Hacker News new | past | comments | ask | show | jobs | submit login
Floating Point in the Browser, Part 1: Impossible Expectations (randomascii.wordpress.com)
64 points by nikbackm on Sept 29, 2020 | hide | past | favorite | 64 comments



I've mentioned it before, but JSON Numbers are arbitrary-precision floating-point. They can't be naively stored as JavaScript numbers in all cases, since JS numbers are IEEE754 double-precision floating point. Likewise, you can't store arbitrary JS number values in JSON Numbers, since it doesn't handle IEEE754 exception values (qNaN, sNaN, ±INF).

So if you're trying to publish data from a GPS chip that reports fix failure by setting the latitude and longitude to a NaN (possibly with a failure code in the exception value) you can handle that in JS but only through some intermediate representation in JSON.


Honestly I think it's the biggest misfeature of JSON. Arbitrary precision numbers should have been handled differently & I've repeatedly seen JSON parsers incorrectly handle those.

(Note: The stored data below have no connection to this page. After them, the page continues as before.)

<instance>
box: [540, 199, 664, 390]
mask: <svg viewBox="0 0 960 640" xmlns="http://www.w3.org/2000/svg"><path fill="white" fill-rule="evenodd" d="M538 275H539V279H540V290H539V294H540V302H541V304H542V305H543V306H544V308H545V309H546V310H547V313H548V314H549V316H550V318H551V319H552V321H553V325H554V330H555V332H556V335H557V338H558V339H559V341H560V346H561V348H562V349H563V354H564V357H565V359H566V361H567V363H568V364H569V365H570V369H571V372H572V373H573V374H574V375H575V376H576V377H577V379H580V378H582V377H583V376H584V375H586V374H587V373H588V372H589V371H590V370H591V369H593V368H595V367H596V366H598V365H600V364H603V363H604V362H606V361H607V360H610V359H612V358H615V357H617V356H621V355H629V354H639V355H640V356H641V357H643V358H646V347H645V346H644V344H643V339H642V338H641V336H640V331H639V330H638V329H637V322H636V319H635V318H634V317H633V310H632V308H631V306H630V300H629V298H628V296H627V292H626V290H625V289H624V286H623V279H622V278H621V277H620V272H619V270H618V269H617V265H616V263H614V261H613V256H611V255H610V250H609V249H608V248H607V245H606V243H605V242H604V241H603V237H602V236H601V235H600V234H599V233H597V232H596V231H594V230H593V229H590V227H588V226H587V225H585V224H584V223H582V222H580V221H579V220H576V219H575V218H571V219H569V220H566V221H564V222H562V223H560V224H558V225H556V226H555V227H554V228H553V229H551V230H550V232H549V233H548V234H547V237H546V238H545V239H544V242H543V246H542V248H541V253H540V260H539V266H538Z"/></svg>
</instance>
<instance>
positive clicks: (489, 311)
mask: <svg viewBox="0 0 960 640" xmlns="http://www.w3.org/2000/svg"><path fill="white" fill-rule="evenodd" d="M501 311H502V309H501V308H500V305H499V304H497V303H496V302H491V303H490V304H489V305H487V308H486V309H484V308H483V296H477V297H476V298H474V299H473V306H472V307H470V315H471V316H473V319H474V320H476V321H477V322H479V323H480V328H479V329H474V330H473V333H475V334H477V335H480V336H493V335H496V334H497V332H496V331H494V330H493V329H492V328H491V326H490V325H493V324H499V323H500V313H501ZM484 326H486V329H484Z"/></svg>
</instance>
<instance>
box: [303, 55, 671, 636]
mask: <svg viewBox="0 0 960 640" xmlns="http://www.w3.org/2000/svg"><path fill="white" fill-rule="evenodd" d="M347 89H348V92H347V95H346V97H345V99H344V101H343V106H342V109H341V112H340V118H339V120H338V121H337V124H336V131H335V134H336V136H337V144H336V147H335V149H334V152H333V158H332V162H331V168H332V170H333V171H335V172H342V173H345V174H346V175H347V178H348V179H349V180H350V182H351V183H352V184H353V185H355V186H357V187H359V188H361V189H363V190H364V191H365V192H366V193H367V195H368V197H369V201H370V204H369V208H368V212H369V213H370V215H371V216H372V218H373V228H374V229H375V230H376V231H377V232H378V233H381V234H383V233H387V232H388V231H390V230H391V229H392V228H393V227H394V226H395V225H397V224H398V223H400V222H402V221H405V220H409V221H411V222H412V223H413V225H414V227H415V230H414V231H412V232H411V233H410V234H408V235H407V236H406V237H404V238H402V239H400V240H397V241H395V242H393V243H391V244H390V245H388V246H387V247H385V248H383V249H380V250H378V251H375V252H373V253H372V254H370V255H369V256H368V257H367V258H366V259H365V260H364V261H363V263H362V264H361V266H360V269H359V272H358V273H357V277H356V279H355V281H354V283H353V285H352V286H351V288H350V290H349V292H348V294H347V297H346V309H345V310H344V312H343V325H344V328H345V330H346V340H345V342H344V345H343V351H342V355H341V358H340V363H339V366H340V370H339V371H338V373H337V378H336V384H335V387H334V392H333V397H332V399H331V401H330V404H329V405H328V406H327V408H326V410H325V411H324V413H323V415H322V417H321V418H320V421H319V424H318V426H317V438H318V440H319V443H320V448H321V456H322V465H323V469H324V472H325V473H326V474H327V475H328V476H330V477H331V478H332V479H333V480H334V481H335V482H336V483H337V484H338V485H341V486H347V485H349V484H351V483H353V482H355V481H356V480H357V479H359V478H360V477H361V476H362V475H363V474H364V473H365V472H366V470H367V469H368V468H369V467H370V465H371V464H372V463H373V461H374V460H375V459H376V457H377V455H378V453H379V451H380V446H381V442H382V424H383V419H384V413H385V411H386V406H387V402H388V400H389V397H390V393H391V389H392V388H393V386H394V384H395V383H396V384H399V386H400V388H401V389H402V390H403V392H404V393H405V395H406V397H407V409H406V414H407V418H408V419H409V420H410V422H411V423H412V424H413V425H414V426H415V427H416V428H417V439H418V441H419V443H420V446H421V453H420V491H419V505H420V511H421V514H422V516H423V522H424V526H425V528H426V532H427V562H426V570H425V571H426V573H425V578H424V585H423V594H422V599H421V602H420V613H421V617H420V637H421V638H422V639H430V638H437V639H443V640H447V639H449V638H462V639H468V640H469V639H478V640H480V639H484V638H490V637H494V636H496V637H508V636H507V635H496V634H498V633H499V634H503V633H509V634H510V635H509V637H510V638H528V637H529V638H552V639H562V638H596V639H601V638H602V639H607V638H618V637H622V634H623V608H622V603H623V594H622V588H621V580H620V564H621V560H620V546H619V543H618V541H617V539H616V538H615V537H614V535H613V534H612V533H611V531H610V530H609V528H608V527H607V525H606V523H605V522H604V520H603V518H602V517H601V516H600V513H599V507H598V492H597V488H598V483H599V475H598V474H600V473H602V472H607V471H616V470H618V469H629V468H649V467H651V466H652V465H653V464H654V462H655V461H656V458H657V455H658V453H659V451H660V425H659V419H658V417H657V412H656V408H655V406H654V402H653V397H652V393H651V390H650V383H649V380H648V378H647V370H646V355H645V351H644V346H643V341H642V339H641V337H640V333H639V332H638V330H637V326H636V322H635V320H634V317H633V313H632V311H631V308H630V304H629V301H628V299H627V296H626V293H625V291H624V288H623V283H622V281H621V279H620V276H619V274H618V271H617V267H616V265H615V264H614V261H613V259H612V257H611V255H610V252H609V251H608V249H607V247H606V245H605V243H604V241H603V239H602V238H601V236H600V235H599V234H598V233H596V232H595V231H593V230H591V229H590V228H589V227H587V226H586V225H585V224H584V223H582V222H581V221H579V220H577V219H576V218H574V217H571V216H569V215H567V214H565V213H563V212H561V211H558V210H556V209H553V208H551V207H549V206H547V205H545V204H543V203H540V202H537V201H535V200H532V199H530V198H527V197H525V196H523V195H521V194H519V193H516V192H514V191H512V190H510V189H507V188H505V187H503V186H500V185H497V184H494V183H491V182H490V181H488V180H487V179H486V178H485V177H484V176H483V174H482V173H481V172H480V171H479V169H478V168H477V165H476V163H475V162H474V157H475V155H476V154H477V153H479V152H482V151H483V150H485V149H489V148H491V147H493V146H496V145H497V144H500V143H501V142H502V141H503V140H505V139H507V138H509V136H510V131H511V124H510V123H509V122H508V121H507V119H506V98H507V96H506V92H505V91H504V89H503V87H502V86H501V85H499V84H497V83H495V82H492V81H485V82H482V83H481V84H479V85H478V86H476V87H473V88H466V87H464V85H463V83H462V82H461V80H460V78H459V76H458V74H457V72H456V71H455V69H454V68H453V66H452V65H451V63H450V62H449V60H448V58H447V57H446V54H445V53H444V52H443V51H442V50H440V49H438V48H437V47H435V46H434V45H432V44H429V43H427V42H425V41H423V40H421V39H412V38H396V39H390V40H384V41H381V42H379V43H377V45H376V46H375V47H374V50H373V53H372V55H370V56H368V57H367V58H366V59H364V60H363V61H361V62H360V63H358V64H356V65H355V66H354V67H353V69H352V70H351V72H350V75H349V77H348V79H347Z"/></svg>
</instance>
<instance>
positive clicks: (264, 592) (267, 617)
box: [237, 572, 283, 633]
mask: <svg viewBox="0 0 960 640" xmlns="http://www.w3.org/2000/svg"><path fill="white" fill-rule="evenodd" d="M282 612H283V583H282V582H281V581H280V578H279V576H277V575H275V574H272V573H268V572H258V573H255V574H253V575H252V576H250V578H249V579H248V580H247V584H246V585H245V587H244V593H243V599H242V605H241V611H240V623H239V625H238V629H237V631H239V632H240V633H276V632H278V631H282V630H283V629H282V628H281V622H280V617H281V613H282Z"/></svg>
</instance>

We're now in a situation where you can't serialize numbers you encounter daily into JSON and you can't trust that numbers you correctly serialized into JSON will be properly deserialized by the peer.

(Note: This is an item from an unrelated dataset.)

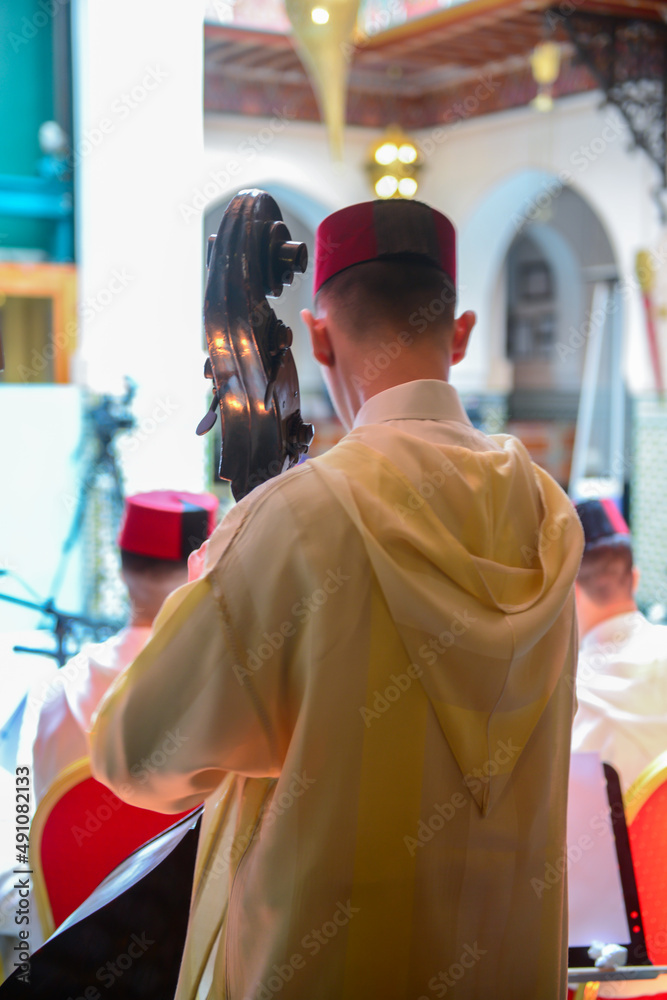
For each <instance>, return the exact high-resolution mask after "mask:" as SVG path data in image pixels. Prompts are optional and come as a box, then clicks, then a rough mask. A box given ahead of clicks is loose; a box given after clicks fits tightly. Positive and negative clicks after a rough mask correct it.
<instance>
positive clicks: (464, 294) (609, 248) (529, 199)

I spent a lot of time writing the number handling code in PBNJSON for WebOS back in the day (IIRC there were 0 C/C++ parsers that offered correct number parsing at the time). It also makes sure to properly report overflow/underflow/failure to convert whenever you encounter situations that aren't possible (e.g. reading 32-bit number of a 64-bit int JSON, reading 64-bit integer for doubles that are out of range, etc). I'm sure I missed some corner cases though as it's insanely difficult to get every single corner case (especially with floating point).

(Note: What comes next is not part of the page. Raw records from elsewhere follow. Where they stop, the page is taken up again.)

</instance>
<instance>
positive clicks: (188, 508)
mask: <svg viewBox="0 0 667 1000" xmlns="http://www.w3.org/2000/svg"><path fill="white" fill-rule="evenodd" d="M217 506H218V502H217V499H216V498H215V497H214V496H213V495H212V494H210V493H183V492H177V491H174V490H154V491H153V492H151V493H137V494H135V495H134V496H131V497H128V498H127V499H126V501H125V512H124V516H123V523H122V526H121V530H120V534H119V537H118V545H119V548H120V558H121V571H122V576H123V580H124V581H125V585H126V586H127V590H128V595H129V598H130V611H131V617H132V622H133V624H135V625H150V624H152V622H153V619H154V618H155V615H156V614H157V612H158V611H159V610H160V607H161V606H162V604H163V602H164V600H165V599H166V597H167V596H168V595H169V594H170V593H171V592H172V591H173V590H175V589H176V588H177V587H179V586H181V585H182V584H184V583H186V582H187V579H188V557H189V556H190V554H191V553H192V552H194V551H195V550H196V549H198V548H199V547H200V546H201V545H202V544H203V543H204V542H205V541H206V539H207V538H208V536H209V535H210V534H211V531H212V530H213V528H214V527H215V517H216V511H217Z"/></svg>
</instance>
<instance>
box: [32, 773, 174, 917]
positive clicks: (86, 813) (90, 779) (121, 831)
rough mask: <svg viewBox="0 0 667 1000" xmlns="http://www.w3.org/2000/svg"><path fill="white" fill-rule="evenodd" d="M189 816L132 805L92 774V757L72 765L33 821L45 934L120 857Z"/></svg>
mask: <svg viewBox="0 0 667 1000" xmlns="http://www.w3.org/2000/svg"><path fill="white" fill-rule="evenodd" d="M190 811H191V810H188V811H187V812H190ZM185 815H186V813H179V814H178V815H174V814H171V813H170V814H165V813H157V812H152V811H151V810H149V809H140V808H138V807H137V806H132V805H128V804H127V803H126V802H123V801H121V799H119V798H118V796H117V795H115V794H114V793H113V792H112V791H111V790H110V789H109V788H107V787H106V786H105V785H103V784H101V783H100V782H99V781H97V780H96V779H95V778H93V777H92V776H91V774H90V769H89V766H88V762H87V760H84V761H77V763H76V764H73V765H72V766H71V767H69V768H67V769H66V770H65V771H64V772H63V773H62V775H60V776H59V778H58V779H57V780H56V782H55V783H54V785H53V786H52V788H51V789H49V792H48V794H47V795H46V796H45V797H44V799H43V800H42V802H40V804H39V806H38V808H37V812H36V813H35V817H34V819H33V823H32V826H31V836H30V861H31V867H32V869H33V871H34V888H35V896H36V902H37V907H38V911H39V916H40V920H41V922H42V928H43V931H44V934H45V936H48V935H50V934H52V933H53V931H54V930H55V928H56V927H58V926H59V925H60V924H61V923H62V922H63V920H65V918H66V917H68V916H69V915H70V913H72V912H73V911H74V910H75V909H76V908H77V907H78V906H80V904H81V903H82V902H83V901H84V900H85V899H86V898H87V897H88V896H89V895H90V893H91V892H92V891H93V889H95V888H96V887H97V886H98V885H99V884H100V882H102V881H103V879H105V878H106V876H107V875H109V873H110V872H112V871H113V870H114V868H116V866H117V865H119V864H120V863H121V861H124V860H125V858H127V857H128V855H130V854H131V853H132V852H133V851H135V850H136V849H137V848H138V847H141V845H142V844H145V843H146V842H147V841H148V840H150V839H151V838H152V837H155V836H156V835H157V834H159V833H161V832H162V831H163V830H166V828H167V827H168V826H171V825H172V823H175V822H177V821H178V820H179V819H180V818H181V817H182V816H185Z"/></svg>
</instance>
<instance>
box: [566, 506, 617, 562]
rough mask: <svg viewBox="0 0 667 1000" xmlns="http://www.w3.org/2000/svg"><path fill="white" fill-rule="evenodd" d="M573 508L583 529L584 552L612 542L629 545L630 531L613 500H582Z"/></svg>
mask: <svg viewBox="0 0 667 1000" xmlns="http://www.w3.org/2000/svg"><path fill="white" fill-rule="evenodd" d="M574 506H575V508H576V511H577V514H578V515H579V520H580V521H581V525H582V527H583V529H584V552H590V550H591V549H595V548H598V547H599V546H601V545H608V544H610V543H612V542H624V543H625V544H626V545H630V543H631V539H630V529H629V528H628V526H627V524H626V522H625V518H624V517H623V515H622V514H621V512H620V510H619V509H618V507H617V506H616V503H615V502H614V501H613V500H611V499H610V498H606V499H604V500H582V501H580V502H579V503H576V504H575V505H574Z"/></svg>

This is true in theory but not in practice. Most implementations don’t want to pay the cost of converting everything to bignums (or the convenience (and possibly speed) cost of leaving the numbers as strings). Generally the json-parsing is separate from the rest of the deserialisation so there’s no great way for the parser to know when it sees a number if it should convert to float or int or do something clever.

As soon as you have something in your pipeline that converts to floats, it is poisoned. Lots of implementations you may use do this conversation though (e.g. basically anything JavaScript, jq) so it is pretty easy to get float poisoning.

The actual solution to representing big bums in practice is to wrap them in double quotes. It only costs two bytes (and if you care about those bytes then you should probably not be using json.


> It only costs two bytes

And having to have special code to handle getting it as a string instead of a number.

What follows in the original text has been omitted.